In some airports, like Boston Logan and Seattle Tacoma, a similar system, using radar, has been installed for testing. Results can be compared with the performance records of a similar system in those two airports to identify the necessity of the automation in FOD detection. If the automatic FOD detector can increase the operation efficiency, then it may be concluded that such a device will be beneficial to the public.
- Detection Accuracy:
When the detector is trained, test runs can follow to examine the accuracy of the computer-based system. A comparison between human and automatic detection will be done to recognize some common FOD and confirm detection results. The result of the system will be compared to a human’s result, where the accuracy of the system will be computed. A confidence interval (with a confidence level of 90%) for the two sets of data will be used to see if there is a statistical difference between the result of human detection and automated detection. If there is a significant difference, it will be important to improve the accuracy of the detector. Otherwise, the detector will be proved to be functional.
Finally, the detector will be tested in the school’s parking lot, simulating the airport runway environment, and evaluating the performance of the detector when objects are at a distance. If it is proven that such performance agrees with previous tests, and the detector has the ability to travel and pick up the FOD, it can be concluded that the goal of making a foreign object debris detector has been achieved.
- "Airport Foreign Object Debris (FOD) Management." Federal Aviation Administration. Last modified September 30, 2010. https://www.faa.gov/airports/resources/advisory_circulars/index.cfm/go/document.information/documentID/391902.
- The Bureau of Enquiry and Analysis for Civil Aviation Safety. Accident on 25 July 2000 at La Patte d'Oie in Gonesse (95) to the Concorde registered F-BTSC operated by Air France.
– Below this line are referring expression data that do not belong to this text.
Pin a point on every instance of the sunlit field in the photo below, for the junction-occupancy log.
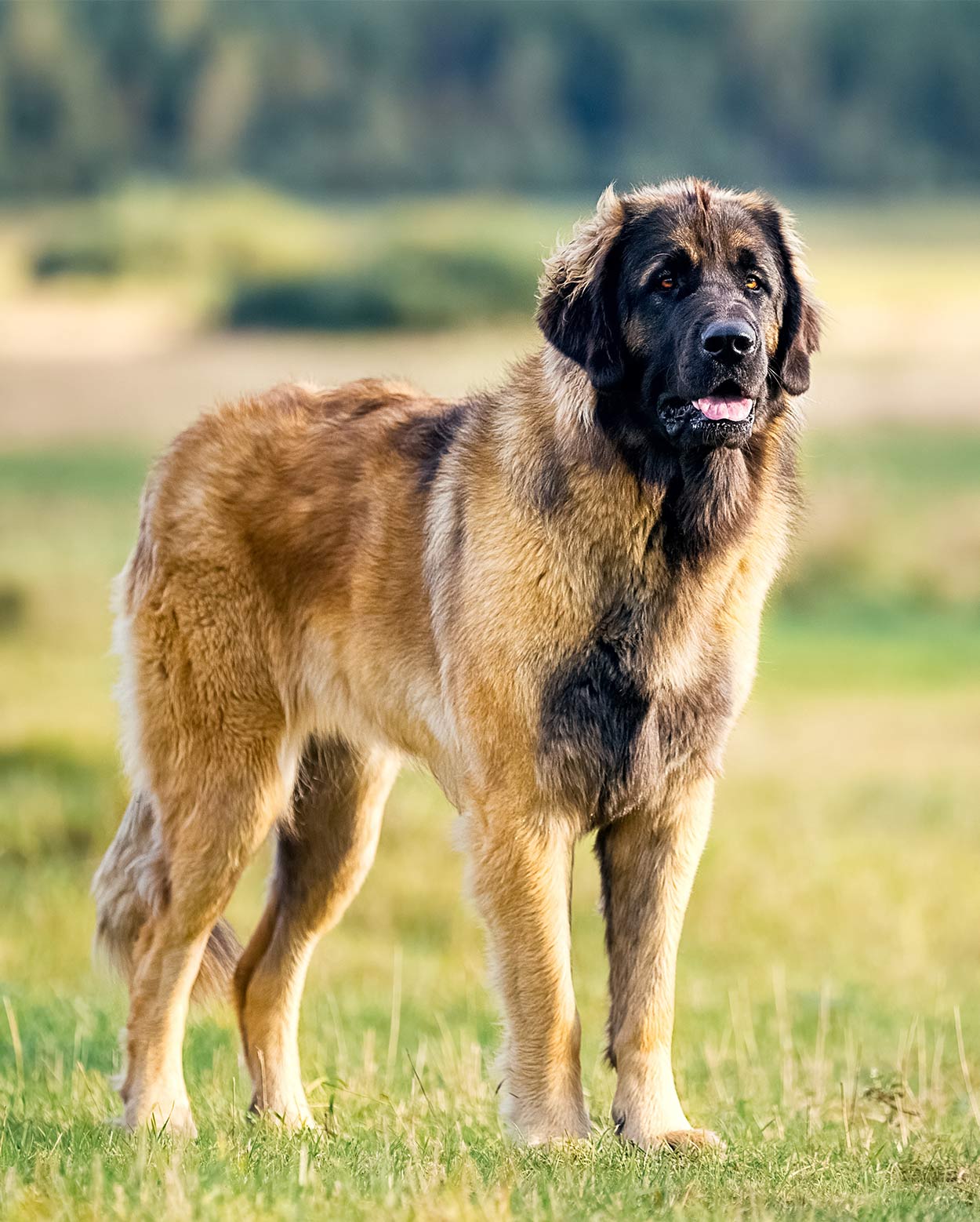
(829, 994)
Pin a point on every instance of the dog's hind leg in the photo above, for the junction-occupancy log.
(323, 858)
(208, 838)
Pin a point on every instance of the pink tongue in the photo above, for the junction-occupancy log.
(717, 407)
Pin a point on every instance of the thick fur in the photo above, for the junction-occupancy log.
(535, 591)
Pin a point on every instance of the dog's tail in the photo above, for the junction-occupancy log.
(132, 885)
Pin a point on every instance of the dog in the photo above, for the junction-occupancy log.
(550, 594)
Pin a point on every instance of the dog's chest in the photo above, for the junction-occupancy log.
(619, 716)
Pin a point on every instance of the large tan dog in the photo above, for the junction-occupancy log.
(550, 594)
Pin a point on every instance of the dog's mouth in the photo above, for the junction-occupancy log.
(725, 407)
(724, 417)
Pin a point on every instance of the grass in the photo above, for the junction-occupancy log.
(829, 1018)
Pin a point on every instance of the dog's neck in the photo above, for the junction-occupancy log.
(698, 504)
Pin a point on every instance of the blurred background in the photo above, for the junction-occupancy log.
(198, 199)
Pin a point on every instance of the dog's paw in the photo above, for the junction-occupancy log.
(680, 1138)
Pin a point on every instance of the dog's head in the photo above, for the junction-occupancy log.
(688, 308)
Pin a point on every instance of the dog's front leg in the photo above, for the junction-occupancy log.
(648, 865)
(521, 882)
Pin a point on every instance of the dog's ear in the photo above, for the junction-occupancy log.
(800, 333)
(577, 300)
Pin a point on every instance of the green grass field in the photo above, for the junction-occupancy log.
(829, 994)
(829, 1018)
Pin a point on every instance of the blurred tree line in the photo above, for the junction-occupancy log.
(441, 94)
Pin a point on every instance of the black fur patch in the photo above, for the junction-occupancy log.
(426, 440)
(593, 713)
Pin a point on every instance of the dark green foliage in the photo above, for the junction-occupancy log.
(408, 287)
(440, 94)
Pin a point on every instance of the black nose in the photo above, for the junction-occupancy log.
(728, 340)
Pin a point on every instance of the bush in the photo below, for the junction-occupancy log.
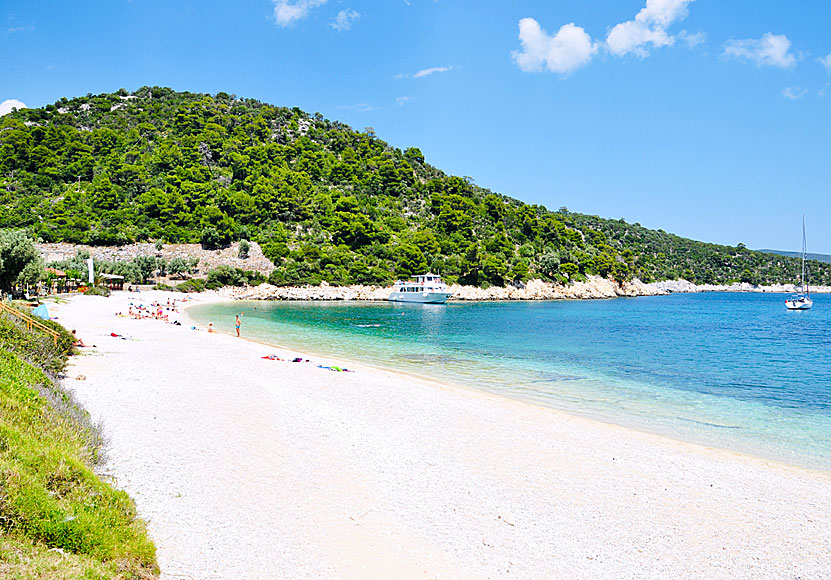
(195, 285)
(244, 249)
(51, 495)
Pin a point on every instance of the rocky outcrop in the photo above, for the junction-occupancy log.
(593, 288)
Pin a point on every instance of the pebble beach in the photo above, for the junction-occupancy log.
(252, 467)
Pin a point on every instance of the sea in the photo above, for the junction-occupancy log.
(736, 371)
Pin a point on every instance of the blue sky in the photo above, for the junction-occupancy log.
(705, 118)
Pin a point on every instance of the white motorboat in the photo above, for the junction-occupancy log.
(801, 301)
(426, 289)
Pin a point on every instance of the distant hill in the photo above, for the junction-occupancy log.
(324, 201)
(818, 257)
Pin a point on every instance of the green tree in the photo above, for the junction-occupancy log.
(20, 261)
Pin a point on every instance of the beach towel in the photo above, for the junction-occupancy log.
(41, 312)
(336, 369)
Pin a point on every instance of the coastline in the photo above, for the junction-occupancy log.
(302, 472)
(595, 288)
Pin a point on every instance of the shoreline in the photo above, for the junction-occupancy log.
(441, 382)
(309, 473)
(595, 288)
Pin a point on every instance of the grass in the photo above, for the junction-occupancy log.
(58, 519)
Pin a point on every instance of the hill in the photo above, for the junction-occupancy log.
(818, 257)
(324, 201)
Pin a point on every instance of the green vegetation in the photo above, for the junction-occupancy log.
(324, 201)
(57, 518)
(136, 271)
(20, 262)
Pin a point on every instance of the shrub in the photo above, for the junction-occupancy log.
(244, 248)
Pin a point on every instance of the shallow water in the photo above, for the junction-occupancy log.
(735, 371)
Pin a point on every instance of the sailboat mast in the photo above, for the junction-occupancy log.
(804, 248)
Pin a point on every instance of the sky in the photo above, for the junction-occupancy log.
(710, 119)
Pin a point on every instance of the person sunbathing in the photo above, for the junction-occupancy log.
(78, 341)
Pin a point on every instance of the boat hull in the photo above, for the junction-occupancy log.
(420, 297)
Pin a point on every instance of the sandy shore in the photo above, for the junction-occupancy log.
(248, 468)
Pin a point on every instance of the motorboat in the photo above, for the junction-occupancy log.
(425, 289)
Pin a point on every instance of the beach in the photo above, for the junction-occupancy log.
(246, 467)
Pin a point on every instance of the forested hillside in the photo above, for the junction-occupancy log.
(325, 202)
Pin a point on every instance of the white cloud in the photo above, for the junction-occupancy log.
(287, 12)
(563, 52)
(794, 93)
(9, 104)
(770, 50)
(692, 39)
(345, 19)
(426, 72)
(648, 28)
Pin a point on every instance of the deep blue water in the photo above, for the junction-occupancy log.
(737, 371)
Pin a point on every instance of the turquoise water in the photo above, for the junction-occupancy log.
(735, 371)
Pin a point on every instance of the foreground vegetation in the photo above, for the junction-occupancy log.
(57, 518)
(324, 201)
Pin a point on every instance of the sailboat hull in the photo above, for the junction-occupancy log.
(799, 304)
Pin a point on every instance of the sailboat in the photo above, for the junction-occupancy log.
(801, 301)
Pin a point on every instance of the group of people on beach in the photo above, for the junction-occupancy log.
(156, 310)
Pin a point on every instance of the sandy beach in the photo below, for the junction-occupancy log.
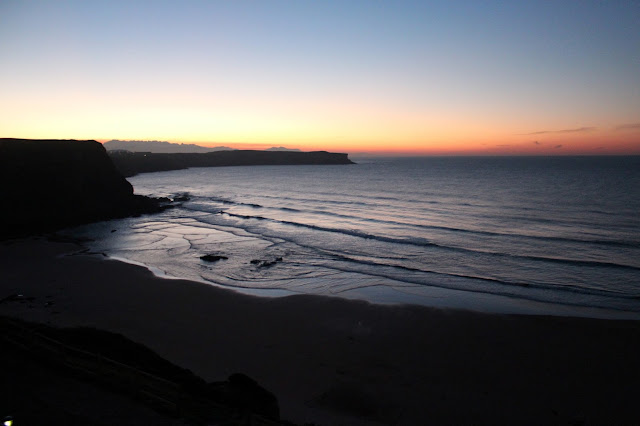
(332, 361)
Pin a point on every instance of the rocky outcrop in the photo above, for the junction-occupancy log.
(51, 184)
(132, 163)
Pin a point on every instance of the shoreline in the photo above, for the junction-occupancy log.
(425, 296)
(338, 361)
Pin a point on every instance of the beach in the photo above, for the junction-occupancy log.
(332, 361)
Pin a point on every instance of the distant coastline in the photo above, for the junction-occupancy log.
(132, 163)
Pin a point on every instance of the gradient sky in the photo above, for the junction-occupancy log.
(430, 77)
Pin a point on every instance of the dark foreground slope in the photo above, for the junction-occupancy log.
(84, 376)
(50, 184)
(132, 163)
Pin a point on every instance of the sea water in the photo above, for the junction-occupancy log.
(532, 234)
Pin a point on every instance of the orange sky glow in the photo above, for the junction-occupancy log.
(418, 78)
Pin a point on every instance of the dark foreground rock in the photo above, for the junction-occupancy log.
(51, 184)
(50, 370)
(132, 163)
(213, 257)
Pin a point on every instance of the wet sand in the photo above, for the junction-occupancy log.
(333, 361)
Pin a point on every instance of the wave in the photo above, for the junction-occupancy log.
(422, 242)
(539, 286)
(600, 242)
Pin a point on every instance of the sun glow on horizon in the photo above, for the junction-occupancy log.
(415, 79)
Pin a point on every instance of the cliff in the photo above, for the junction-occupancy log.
(132, 163)
(51, 184)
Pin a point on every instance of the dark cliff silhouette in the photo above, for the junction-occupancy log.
(159, 147)
(132, 163)
(51, 184)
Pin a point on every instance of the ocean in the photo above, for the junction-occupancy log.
(541, 235)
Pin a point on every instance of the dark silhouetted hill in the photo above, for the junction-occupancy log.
(51, 184)
(160, 147)
(132, 163)
(282, 148)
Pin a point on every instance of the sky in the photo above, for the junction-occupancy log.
(391, 77)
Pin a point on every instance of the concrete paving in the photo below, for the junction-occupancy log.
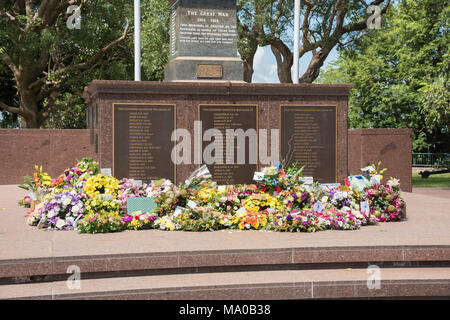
(292, 284)
(428, 224)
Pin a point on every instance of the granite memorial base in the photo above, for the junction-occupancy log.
(132, 123)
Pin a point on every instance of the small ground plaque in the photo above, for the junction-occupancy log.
(142, 145)
(309, 138)
(223, 117)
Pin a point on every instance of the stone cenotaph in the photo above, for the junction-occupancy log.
(136, 127)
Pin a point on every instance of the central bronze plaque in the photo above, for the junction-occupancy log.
(308, 138)
(142, 145)
(210, 71)
(234, 117)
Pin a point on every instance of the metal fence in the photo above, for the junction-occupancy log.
(431, 160)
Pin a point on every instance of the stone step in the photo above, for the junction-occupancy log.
(285, 284)
(227, 260)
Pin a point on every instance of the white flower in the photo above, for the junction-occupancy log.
(338, 196)
(51, 213)
(61, 223)
(393, 182)
(369, 169)
(66, 201)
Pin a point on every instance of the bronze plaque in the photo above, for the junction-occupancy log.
(142, 145)
(232, 170)
(309, 138)
(210, 71)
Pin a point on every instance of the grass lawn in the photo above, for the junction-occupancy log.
(433, 181)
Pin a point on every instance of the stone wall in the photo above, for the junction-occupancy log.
(55, 150)
(391, 146)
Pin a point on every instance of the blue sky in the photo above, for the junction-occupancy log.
(266, 66)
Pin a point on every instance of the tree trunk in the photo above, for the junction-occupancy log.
(248, 61)
(30, 117)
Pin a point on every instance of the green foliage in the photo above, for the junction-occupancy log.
(401, 74)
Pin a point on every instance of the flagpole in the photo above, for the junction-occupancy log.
(137, 40)
(296, 41)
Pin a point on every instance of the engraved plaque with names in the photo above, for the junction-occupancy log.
(209, 71)
(142, 145)
(223, 117)
(308, 138)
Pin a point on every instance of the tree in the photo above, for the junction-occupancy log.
(326, 24)
(43, 53)
(401, 74)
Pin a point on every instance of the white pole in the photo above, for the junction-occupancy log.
(296, 40)
(137, 40)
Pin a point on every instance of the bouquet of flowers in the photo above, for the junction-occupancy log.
(156, 188)
(101, 223)
(99, 185)
(300, 221)
(167, 202)
(139, 221)
(200, 178)
(37, 185)
(385, 201)
(129, 189)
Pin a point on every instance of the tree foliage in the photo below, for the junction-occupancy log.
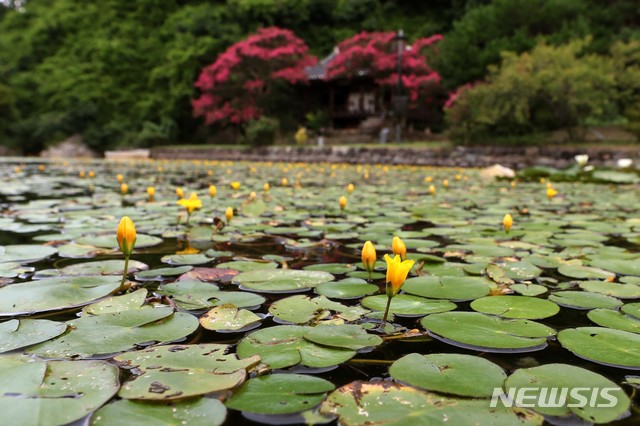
(551, 87)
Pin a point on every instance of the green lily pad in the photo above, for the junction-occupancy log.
(621, 291)
(55, 392)
(192, 295)
(102, 267)
(584, 300)
(350, 288)
(576, 384)
(198, 412)
(170, 372)
(118, 331)
(452, 288)
(281, 280)
(407, 305)
(361, 403)
(25, 253)
(614, 319)
(516, 307)
(347, 336)
(493, 334)
(15, 334)
(54, 293)
(603, 345)
(228, 317)
(302, 309)
(454, 374)
(284, 346)
(280, 394)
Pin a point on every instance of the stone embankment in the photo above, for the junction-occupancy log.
(515, 157)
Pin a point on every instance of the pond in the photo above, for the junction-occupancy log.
(256, 308)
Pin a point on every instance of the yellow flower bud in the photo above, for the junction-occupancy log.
(507, 222)
(368, 256)
(399, 248)
(126, 235)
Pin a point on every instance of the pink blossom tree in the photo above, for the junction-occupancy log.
(375, 54)
(235, 89)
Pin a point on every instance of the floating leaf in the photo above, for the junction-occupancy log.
(454, 374)
(170, 372)
(491, 333)
(603, 345)
(280, 394)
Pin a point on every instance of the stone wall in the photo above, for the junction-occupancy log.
(477, 156)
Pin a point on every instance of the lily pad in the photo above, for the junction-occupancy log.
(281, 280)
(361, 403)
(516, 307)
(55, 392)
(285, 346)
(198, 412)
(569, 388)
(603, 345)
(454, 374)
(170, 372)
(54, 293)
(228, 317)
(407, 305)
(280, 394)
(15, 334)
(493, 334)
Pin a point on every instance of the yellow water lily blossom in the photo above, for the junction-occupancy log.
(126, 237)
(369, 257)
(507, 222)
(397, 271)
(399, 248)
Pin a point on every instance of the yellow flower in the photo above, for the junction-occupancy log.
(368, 256)
(399, 248)
(126, 235)
(507, 222)
(193, 203)
(397, 271)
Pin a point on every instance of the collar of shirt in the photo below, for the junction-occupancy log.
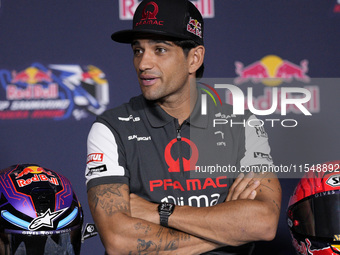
(159, 118)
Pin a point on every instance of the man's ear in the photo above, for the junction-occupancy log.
(196, 58)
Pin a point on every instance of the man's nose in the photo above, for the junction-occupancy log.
(146, 61)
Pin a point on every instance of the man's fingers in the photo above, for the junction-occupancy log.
(232, 188)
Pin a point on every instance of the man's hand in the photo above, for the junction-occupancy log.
(243, 187)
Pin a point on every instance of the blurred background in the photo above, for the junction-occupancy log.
(59, 69)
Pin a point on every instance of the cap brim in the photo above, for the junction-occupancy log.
(127, 36)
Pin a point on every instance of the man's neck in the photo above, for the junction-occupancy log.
(181, 107)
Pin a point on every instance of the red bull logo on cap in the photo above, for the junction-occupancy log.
(271, 70)
(128, 7)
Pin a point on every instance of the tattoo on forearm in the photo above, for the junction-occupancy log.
(172, 240)
(276, 204)
(109, 198)
(144, 246)
(144, 227)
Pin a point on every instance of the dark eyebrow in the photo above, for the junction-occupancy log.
(152, 41)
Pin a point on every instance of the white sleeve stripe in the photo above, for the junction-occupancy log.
(103, 155)
(256, 145)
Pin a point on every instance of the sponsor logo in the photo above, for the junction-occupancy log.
(97, 169)
(139, 138)
(262, 155)
(149, 17)
(57, 92)
(195, 27)
(45, 220)
(39, 175)
(271, 70)
(32, 170)
(95, 157)
(128, 7)
(175, 165)
(129, 118)
(334, 181)
(90, 230)
(37, 178)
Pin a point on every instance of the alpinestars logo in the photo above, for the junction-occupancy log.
(45, 220)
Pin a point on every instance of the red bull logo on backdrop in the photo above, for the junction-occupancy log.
(57, 92)
(273, 71)
(127, 8)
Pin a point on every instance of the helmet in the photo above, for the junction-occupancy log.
(40, 213)
(313, 214)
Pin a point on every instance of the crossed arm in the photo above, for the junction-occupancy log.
(129, 224)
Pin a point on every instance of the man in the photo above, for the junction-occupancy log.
(142, 191)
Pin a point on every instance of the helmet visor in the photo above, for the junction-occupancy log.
(318, 215)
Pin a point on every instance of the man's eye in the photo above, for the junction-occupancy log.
(137, 51)
(161, 50)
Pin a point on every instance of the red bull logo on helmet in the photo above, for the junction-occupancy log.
(32, 170)
(39, 175)
(271, 70)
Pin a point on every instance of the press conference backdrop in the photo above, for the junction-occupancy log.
(59, 69)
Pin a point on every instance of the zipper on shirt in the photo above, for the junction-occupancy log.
(179, 141)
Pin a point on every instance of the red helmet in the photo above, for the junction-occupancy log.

July 25, 2000. https://www.bea.aero/uploads/tx_elydbrapports/f-sc000725a.pdf.
- "Fact Sheet – Foreign Object Debris (FOD)." Federal Aviation Administration. Last modified November 15, 2013. https://www.faa.gov/news/fact_sheets/news_story.cfm?newsId=15394.
- "Foreign Object Debris (FOD)." Sky brary. Last modified November 26, 2019. https://www.skybrary.aero/index.php/Foreign_Object_Debris_(FOD).
- Herricks, Edwin E., Elizabeth Woodworth, Sid Majumdar, and James Patterson, Jr. "Performance Assessment of a Radar-Based Foreign Object Debris Detection System." Federal Aviation Administration. Last modified February 2011. https://www.airporttech.tc.faa.gov/Products/Airport-Safety-Papers-Publications/Airport-Safety-Detail/ArtMID/3682/ArticleID/68/Performance-Assessment-of-a-Radar-Based-Foreign-Object-Debris-Detection-System.
Appendix 1: Project Summary
After interviewing with relative airport operations and regulatory staff, an automated moving detector is not recommended near the runway environment. With further research, each runway contains a runway safety area where only necessary requirements are allowed to be placed in. Such a moving detector, however, may propose concerns to the regulatory agency in which may be a harm to the safety of operations.
In response to this regulation, it is more practical for the detector to move along a metal track that is installed parallel to the runway. Due to the accuracy of object detection varies from different angles, such a track-based detector can detect a possible FOD from different locations, which increases the overall accuracy of the detection.
II. Project Adjustments
- There will be a track installed parallel to the runway, where the detector moving back and forth to make its detections;
- The arm will be removed as the detector cannot proceed to pick up the FOD;
III. Design Summary
The design will be similar to the one that is mentioned in section III.1.c., where the wheels will be replaced by a 3D printed base that can move on a track. There will be no arms for the detector. The design of the detection system remains the same, and the design of the rotating camera remains the same.